09/17/2025 | Press release | Distributed by Public on 09/17/2025 14:38
"Dangerous flooding also threatens Maryland communities further inland as heavy precipitation and severe storms have become more common. As of August 1st, Maryland has already recorded the most flash flood warnings in 2025 since 2020. Two years after Ellicott City was hit by a 1-in-1000 year catastrophic flash flood in 2016, which took the lives of two Marylanders, damaged over 100 businesses and 107 homes costing over $22 million in repairs, and reduced economic activity by $67.2 million, another flash flood once again destroyed the city's Main Street and led to the death of one person. Recent flooding in the Mid-Atlantic led to the death of a child swept away by flood waters and over 200 children and students being evacuated from an elementary school in motorized boats in Western Maryland. The flood damaged drinking water systems and roads, highlighting the dangers facing all Marylanders as extreme weather wreaks havoc on the state's infrastructure and local economies," they continued.
"We urge you to put the welfare of people over that of polluters and maintain the Endangerment Finding. Marylanders and communities across the country should not be left to foot the bill for the climate chaos caused by polluters," they concluded.
Dear Administrator Zeldin:
We are deeply concerned by the U.S. Environmental Protection Agency's (EPA) proposal to eliminate the 2009 Endangerment Finding and what that will mean for Maryland and our constituents' health and safety.
The Endangerment Finding requires the EPA to protect people from the pollution that causes climate change. Denying the danger cannot change the facts: greenhouse gas emissions from fossil fuels are heating our planet and endangering us all.
The Endangerment Finding is based on settled science: decades of peer-reviewed scientific research have proven that rising global temperatures fuel stronger hurricanes, sea level rise, increased flooding, record-breaking heat waves, and other forms of extreme weather. The threats have never been more dire to communities across the country, including our constituents in Maryland.
Coastal communities in the Chesapeake Bay region are especially vulnerable to rising sea levels; in this region, seas have already risen one foot over the past century, twice as fast as the worldwide average, and are projected to rise nearly 3 more feet by 2100. More than 100 Maryland communities are at risk of 'nuisance flooding' from sea level rise. Almost a third of those communities are socioeconomically disadvantaged and do not have the resources to adapt to or mitigate the local impacts. Annapolis and Baltimore are experiencing some of the most frequent nuisance flooding events in the country, which have increased more than 920 percent since 1960. Further, Maryland farmers are expected to lose between $39 million and $107 million annually in crop yields due to saltwater intrusion.
Dangerous flooding also threatens Maryland communities further inland as heavy precipitation and severe storms have become more common. As of August 1st, Maryland has already recorded the most flash flood warnings in 2025 since 2020. Two years after Ellicott City was hit by a 1-in-1000 year catastrophic flash flood in 2016, which took the lives of two Marylanders, damaged over 100 businesses and 107 homes costing over $22 million in repairs, and reduced economic activity by $67.2 million, another flash flood once again destroyed the city's Main Street and led to the death of one person. Recent flooding in the Mid-Atlantic led to the death of a child swept away by flood waters and over 200 children and students being evacuated from an elementary school in motorized boats in Western Maryland. The flood damaged drinking water systems and roads, highlighting the dangers facing all Marylanders as extreme weather wreaks havoc on the state's infrastructure and local economies.

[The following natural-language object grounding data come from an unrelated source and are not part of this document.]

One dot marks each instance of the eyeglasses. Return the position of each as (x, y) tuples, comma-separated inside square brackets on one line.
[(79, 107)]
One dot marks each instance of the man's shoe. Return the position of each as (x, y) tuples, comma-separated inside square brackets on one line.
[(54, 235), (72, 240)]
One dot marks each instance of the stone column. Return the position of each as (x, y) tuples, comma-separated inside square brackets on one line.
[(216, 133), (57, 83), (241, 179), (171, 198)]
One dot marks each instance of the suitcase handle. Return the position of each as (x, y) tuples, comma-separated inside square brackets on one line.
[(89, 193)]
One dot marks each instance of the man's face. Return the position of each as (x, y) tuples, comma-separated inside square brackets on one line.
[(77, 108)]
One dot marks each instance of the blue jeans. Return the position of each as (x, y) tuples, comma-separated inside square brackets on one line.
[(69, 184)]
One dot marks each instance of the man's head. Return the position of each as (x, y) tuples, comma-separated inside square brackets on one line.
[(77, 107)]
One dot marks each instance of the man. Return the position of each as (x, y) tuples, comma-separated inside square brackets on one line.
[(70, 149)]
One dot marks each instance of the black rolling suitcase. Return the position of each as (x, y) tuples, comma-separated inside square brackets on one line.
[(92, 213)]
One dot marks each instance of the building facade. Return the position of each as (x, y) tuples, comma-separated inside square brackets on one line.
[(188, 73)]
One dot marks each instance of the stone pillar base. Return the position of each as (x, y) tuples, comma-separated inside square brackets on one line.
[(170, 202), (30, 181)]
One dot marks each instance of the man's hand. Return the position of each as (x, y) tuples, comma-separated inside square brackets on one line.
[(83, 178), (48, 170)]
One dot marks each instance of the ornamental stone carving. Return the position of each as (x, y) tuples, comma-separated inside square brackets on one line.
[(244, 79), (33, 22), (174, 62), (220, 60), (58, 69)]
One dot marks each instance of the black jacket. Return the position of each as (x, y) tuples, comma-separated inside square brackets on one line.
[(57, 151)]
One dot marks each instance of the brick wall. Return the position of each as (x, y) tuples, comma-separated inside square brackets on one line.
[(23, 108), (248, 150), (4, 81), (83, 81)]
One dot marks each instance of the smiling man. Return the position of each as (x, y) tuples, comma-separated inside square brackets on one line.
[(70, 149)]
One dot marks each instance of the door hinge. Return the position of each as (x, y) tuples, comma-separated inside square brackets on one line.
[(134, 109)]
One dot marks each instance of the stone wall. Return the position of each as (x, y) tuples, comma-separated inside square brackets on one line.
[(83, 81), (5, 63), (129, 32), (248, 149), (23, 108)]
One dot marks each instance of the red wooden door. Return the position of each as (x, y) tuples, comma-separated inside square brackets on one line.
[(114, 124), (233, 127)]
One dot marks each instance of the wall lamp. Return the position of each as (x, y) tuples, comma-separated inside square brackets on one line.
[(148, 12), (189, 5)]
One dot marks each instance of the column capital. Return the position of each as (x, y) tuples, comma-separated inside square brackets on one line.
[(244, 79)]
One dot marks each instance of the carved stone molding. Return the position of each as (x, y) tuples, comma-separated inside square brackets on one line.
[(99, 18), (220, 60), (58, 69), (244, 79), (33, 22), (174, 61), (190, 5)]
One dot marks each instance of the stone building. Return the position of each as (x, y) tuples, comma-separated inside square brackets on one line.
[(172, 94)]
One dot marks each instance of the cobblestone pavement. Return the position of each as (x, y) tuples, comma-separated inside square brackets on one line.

As temperatures continue to rise, Marylanders, along with much of the rest of the nation, are threatened by heat waves of ever greater length and magnitude. Since 1900, average temperatures in Maryland have risen by roughly 2.5 ℉. During the 2024 heat season, there were 1,255 heat-related medical visits in Maryland - a 53% increase from the previous year - and 26 heat-related deaths. During the ongoing 2025 heat season, one heat wave alone in late June caused 472 people to go to urgent care or the emergency room, and resulted in 7 tragic deaths. In 2025, Maryland has already had more heat deaths than in the past 13 years, having reached 29 lives lost in mid-August. A failure to seriously curtail greenhouse gas emissions will lead to hotter average temperatures and more frequent days in which the heat index crosses 105 ℉, threatening to increase heat-related illness and death even further.
The EPA is tasked with protecting the public from air pollution that endangers health and welfare, and this politically motivated attempt to eliminate the Endangerment Finding flies in the face of that core mission. As you know, eliminating the Endangerment Finding will undermine other protections against climate pollution: clean car and truck standards, power plant rules, oil and gas rules, landfill rules, and more. This amounts to giving polluters a free pass to pollute at the expense of families in Maryland and across the country. It means our constituents will face more climate chaos and more pollution, more health harms, and higher costs - just so the corporations responsible for the climate crisis can continue to rake in record-breaking profit.
We urge you to put the welfare of people over that of polluters and maintain the Endangerment Finding. Marylanders and communities across the country should not be left to foot the bill for the climate chaos caused by polluters.